11.自動車流通活性化・自動車消費拡大の若干措置に関する通知(商消費発[2022]92 号)

自動車流通の活性化、自動車消費の拡大のため、商務部などの 17 部門が公布した政策方針となります。

  • (一)電気自動車(EV)の購入サポート
    • 電気自動車の区域を跨る販売を促進する等
    • 農村への電気自動車の販売を奨励する
    • 電気自動車用の充電施設の建設を積極的に建設する
  • (二)中古車市場の活性化
    • 中古車販売者に対する不合理な制限を撤廃する等
    • 自動車購入制限がある都市について、自動車販売企業が販売用に購入する中古車の場合、ナンバープレート交付枠を使用しない等
    • 中古車流通の大規模発展をサポートし、各地区で中古車の転入制限を撤廃する等
  • (三)自動車買い替えの促進
    • 各地に対して、経済的、技術的手段を通して古い自動車の使用停止の促進を奨励し、条件を満たす地区で車の買い換え政策の展開を奨励する
    • 廃棄自動車の回収利用制度を完備する等
  • (四)自動車平行輸入の健康発展の促進
    • 省級人民政府の審査及び商務部への届出を行った上で、対象港で自動車平行輸入業務の展開が可能となる
    • 平行輸入自動車強制性製品認証と情報公開制度を完備化する等
  • (五)自動車使用環境の最適化
    • 都市駐車場建設を促進する等
    • 自動車文化旅行などの発展等
  • (六)自動車金融サービスの多様性促進
    • 自動車購入に関する融資政策へのサポート
    • 自動車ファイナンスリース業務の発展サポート

原文

12.データ安全管理認証業務の展開に関する公告(国家市場監督管理局、国家インターネット情報弁公室公告 2022 年第 8 号)
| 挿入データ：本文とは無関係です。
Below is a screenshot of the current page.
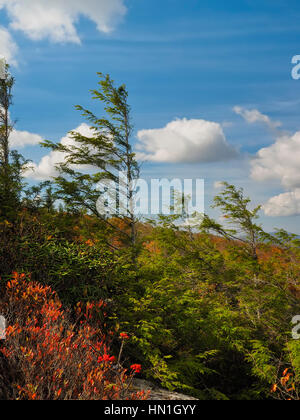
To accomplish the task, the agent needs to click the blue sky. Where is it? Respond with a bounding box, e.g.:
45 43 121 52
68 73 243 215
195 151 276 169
0 0 300 233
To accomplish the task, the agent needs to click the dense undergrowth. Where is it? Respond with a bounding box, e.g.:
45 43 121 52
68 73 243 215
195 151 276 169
0 206 300 399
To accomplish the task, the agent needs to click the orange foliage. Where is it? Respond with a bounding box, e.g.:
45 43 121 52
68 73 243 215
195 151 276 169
0 273 147 400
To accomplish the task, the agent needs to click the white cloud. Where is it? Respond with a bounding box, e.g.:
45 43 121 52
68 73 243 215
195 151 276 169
251 131 300 189
10 130 43 149
214 181 224 190
0 26 18 66
0 0 126 43
251 132 300 216
233 106 282 130
263 188 300 217
136 118 238 163
24 123 94 181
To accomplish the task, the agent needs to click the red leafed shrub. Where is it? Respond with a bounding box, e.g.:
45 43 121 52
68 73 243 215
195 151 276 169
0 273 146 400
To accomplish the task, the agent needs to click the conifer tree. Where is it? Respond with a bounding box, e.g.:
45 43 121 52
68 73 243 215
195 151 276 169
0 65 28 219
42 73 139 247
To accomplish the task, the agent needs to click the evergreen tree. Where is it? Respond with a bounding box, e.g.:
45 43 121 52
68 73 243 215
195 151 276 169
43 73 139 247
0 66 28 219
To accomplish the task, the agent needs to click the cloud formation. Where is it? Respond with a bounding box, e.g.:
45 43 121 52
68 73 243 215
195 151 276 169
136 118 238 163
251 131 300 189
10 130 43 149
24 123 94 181
0 0 126 43
251 132 300 216
263 188 300 217
0 26 18 66
233 106 282 130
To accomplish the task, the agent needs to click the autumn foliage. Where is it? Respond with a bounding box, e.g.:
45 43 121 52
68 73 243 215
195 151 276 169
0 273 146 400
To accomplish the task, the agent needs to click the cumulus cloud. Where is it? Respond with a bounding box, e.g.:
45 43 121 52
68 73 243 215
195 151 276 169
25 123 94 181
251 131 300 189
10 130 43 149
233 106 282 130
263 188 300 217
214 181 224 190
136 118 238 163
0 26 18 66
0 0 126 43
251 132 300 216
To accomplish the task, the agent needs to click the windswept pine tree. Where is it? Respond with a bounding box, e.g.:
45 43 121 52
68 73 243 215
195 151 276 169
0 65 28 219
43 73 139 247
「中華人民共和国インターネット安全法」、「中華人民共和国データ安全法」、「中華人民共和国個人情報保護法」、「中華人民共和国認証認可条例」の関連規定に基づいて、国家市場監督管理局、国家インターネット情報弁公室はデータ安全認証業務の展開を決定し、インターネット運営者に対して認証方式でインターネットデータ処理活動を規範化することを奨励します。
データ安全管理認証を受ける際、「データ安全管理認証実施規則」に基づいて認証を受ける必要があります。